A curse on you, tennis gods ! Why couldn’t you have let Roger Federer  have one last moment in the sun? How perfect it would have been if he had won his eighth Wimbledon title and his 18th Grand Slam tournament on his favorite tennis court !!

But it was not to be. Novak Djokovich, the best player in the world the last couple of years, elevated his game and beat Roger Federer in a thrilling four set final that saw some beautiful tennis by both players. Federer matched Djokovich stroke for stroke as they split the first two sets but then faded as Djokovich emerged a deserving winner. Coming on the heels of his emphatic though hard-fought victory over Andy Murray in the semifinals, Roger proved with his performance today that, even at age 33, he is the second best grass court player in the world. Even though he lost, he ( and Novak) gave us some moments of rare beauty for the scrap book of our memories. We could not have asked any more from him.

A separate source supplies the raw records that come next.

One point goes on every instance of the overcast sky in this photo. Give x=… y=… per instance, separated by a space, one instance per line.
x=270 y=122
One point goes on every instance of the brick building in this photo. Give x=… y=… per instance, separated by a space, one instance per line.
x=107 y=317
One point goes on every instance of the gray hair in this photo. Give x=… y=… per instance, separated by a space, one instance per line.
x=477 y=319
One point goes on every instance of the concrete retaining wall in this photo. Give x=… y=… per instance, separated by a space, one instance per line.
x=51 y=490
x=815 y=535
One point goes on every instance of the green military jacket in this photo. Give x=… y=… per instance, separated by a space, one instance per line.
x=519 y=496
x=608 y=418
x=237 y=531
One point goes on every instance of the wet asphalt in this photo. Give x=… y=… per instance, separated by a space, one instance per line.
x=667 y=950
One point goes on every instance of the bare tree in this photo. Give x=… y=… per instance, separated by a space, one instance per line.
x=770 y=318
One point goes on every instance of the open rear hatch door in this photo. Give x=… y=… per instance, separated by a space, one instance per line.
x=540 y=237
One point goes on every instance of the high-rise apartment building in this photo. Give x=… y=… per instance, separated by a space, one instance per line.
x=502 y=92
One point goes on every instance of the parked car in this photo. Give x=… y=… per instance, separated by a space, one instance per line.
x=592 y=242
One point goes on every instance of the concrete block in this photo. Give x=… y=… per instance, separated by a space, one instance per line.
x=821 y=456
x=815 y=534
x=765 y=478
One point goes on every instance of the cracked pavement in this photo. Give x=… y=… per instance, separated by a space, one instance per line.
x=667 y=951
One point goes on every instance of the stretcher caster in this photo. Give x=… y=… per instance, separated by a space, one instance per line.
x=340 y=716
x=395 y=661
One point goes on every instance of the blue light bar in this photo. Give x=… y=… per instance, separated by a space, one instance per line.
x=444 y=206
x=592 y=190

There is no point in giving yet another stroke- by- stroke re-telling of the match we saw yesterday, one which is still fresh in our minds. Better to remember the at-times thrilling stroke-play, especially that in the first two sets. An inside-out backhand by Federer that left Djokovic standing. Novak rifling a backhand winner off a 126 mph first serve by Roger. Roger threading a down the line winner on the run that had Novak staring in disbelief. Novak running all the way from deep on the forehand side to beyond the other sideline to scoop up and put away a Federer placement that looked like a sure winner. These are the things that I will take away from the match.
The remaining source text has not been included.